BARILOCHE - NÃO TEM ERRO
A cada temporada abrem novos bares e as modas mudam. Os flyers distribuídos na rua Mitre dão as pistas - e tentam seduzir os adolescentes que perambulam de bar em bar. Alguns clássicos, porém, jamais saem de moda. Um deles é o pub Wilkenny (San Martín, 435, 42-4444. Cc: Ae, Mc, V. 11h/6h). Vive cheio de argentinos e brasileiros que se esquentam antes de ir para as danceterias - as maiores ficam na avenida Rosas. Os europeus preferem o clima cool do Pilgrim (Palacios, 167, 42-1686. 11h/último cliente). A tríade vinhos, charutos e gastronomia inventiva é a aposta do elegantinho Quve (San Martín, 570, 43-6003. Cc: Mc, V. 18h/3h). E a cervejaria artesanal Berlina (Bustillo, km 11,75, 52-3336. Cc: Ae, Mc, V. 18h/2h), aberta ano passado, recebe os moderninhos - mas fica fora do centro.

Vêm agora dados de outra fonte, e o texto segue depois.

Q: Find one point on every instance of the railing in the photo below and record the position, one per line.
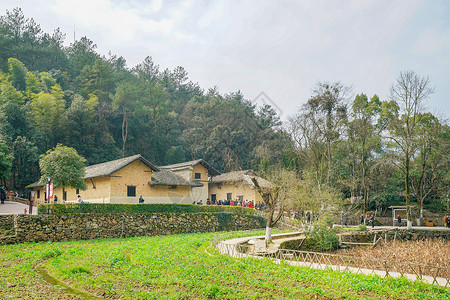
(317, 260)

VALLE NEVADO`- VÁ EM TURMA
"Fiquei decepcionado com a balada", diz Fernando Cruz, que foi sozinho a Valle Nevado. "Nos bares as pessoas ficam nos seus grupinhos e a discoteca vive vazia. Todo mundo quer acordar cedo pra esquiar." A reclamação é comum entre a moçada. O bar mais fervido é o pub do hotel Tres Puntas: tem videokê, sinuca e dj - agitados no máximo até a 1h. Nas poltronas ao redor das lareiras do Valle Lounge, tome uns drinques com música ao vivo depois do jantar. A consumação mínima é de 6 000 pesos.